The New York Innovation Center (NYIC) under the Federal Reserve Bank of New York, in collaboration with members of the banking and payment industry, officially launched a Proof of Concept (PoC) project on 11/15. The project will explore the feasibility of an interoperable digital currency platform on a regulated responsibility network (RLN) using distributed ledger technology. The proposed platform aims to enhance financial settlement processes, reduce payment costs, and improve efficiency.

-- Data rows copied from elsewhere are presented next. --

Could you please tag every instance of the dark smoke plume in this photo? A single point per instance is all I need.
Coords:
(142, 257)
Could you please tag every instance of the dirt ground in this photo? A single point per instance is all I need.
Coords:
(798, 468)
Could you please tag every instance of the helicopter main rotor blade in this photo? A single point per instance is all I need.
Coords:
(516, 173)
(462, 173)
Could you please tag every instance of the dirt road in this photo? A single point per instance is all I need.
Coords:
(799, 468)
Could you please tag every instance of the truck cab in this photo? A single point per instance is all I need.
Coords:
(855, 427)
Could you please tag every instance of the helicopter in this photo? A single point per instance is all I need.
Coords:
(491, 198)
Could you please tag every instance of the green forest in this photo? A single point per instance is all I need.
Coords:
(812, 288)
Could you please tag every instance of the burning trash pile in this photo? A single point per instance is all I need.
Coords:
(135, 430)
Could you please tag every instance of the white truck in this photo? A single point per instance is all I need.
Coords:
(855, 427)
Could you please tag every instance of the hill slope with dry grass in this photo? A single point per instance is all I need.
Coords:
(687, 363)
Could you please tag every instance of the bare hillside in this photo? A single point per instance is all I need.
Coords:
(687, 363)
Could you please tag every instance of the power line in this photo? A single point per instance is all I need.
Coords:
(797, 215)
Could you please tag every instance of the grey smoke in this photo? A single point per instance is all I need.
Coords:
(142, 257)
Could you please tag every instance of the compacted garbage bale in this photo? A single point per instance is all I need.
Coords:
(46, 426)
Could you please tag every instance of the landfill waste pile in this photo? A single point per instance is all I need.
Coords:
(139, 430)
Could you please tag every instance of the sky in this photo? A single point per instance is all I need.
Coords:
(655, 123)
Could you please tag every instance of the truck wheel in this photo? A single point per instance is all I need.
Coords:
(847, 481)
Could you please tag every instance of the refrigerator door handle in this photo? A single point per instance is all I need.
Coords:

Regulated Liability Network (RLN)

RLN Regulated Liability Networks is a concept for Financial Market Infrastructures (FMI) that facilitate digital asset transactions using distributed ledger technology connecting deposits held by regulated financial institutions. This theoretical FMI provides a multi-asset, always-on, programmable infrastructure that includes tokenized central bank, commercial bank money, and regulated non-bank issuer liabilities like digital currencies denominated in U.S. dollars. The technology aims to bring blockchain innovation into the real economy while maintaining many protections provided by bank regulation. This helps reduce payment costs, ensures consumers can use funds instantly, improves efficiency, lowers credit costs, and expands usability.

The RLN network enables tokenization, allowing these programmable tokens to interact across different regulated issuers. Simulated digital currencies issued by commercial banks represent their customers' deposits and settle on shared multi-account with simulated central bank reserves. In the future, these trials may expand to other digital assets such as regulated bonds, stocks, and potentially regulated stablecoins.

RLN consolidates all transactions through tokenization on a single ledger

Amid recent FTX bankruptcy and the push for Proof of Reserve by major exchanges, the concept of bringing other regulated assets into governance, as RLN is attempting, is promising. Tony McLaughlin, responsible for emerging payments and business development at Citigroup, and an expert in the RLN field, wrote in an article:

Central banks and regulators may create a new direction for regulated sectors by slightly adjusting existing CBDC projects and emerging tokenization of commercial bank money. They may take a broader view of future missions—not just tokenizing central bank liabilities, but tokenizing all regulated liabilities on a universal platform.